I haven’t arted very well this week
This was originally published in my Prime Lenses Newsletter. You can sign-up for a weekly update to your inbox here.
James T. Kirk wearing the expression I’ve worn all week
In a recent episode of Star Trek Strange New Worlds, a young Commander James T. Kirk finds himself in command when a planet sized catastrophe disables the USS Farragut leaving them stranded in deep space. With their captain injured, it falls to Kirk to take over and when he stumbles early on, it is to the surprise of those around him who’ve seen him take control in difficult situations before. This week, I feel a bit like Kirk.
When I left Double Eleven, one person wrote in my leaving card,
“Oh, Iain’s in this meeting. It’ll be alright.”
It was really touching and spoke to the comfort developed by 20 years of work in a fairly recognisable and consistent office setting. Last week was comfortable, I had 3 episodes to edit, I was generating output. It felt good, I’ve shipped over 80 audio products now, sometimes twice weekly. I know what I’m doing when I’m making episodes, but this week was different. With no pressure to edit my latest conversation with Laurence Bouchard as it’s not airing for 3 weeks, now I’m forced to face the fact that I have some projects to move forward and well, I don’t know quite how. More images for my sky project? Investigation into packaging and paper stocks for prints of some photos? What about Kinto reusable coffee cups with the name of the show on them? I was paralysed.
Fortunately, I found that listening to another podcast, Simon Sinek’s Bit of Optimism, provided a little bit of thought technology that may help me out of this rut so that, like Kirk, I can come out the other side and go on to save the Enterprise and her crew*.
His guest was Arthur Brooks who teaches about happiness by way of working as a musician, head of a thinktank and now professor. It’s a fascinating conversation that specifically helped me as it talked about the myth of falling behind. My worry this week through the paralysis was that I’m not producing enough, not making enough progress towards growing the show. I was paralysed by possibility.
“Intention without attachment”
Arthur reminded me that I need to remember that the goal here is to make something great to listen to first and foremost. Some days I’ll be laser focused and know exactly what that means, and some days I won’t have a Scooby, opting instead to stare into the middle distance until school pickup and all I’ll achieve is baking a loaf of bread and getting dinner ready.

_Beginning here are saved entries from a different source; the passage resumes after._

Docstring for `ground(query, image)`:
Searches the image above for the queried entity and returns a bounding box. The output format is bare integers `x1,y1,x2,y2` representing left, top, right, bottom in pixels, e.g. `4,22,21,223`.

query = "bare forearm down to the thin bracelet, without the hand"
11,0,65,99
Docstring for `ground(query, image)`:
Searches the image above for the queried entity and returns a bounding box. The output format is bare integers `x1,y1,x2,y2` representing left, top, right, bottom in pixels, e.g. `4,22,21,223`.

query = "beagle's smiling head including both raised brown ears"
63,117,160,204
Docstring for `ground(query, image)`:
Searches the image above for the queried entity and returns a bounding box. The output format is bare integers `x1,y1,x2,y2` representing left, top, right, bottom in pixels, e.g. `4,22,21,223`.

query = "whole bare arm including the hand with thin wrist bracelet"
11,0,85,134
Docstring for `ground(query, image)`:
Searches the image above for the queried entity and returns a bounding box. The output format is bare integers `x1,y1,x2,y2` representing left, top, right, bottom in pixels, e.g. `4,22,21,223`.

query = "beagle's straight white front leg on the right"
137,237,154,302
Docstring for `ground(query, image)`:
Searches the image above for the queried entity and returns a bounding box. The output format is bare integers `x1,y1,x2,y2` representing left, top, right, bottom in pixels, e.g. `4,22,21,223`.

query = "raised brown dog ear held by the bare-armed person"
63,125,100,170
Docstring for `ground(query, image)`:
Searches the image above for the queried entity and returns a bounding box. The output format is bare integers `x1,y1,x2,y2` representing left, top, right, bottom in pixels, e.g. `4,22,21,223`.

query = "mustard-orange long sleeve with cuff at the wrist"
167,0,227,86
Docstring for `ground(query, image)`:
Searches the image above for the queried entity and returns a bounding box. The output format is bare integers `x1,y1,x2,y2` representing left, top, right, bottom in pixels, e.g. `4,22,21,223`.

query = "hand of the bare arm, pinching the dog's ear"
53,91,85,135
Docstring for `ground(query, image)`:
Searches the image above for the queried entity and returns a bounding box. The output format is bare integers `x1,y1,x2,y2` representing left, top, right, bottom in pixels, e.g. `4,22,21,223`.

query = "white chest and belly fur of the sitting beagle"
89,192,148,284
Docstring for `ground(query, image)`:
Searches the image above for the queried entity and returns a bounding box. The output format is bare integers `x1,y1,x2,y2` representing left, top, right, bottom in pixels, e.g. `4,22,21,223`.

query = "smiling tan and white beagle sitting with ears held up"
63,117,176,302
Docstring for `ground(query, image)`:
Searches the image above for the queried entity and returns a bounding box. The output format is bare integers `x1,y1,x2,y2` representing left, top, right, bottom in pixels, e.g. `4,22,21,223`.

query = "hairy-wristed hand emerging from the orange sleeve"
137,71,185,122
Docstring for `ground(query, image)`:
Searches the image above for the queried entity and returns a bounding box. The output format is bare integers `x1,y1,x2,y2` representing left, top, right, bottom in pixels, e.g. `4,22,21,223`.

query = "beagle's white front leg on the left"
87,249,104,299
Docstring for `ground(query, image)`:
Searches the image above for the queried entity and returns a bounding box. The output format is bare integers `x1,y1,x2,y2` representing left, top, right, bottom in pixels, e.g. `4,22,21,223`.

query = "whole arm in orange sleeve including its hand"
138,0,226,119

That’s ok, that’s definitely going to happen, it happens whatever line of work you’re in. And when those days happen, chances are, I’ll bumble into something that reminds me that progress is not a straight line. What’s important is the process, because that’s where the learning happens. Thanks, Simon and Arthur!
*I don’t consider that a spoiler, Kirk canonically becomes captain of the Enterprise so I think it’s fair to assume that he’ll come through this scrape.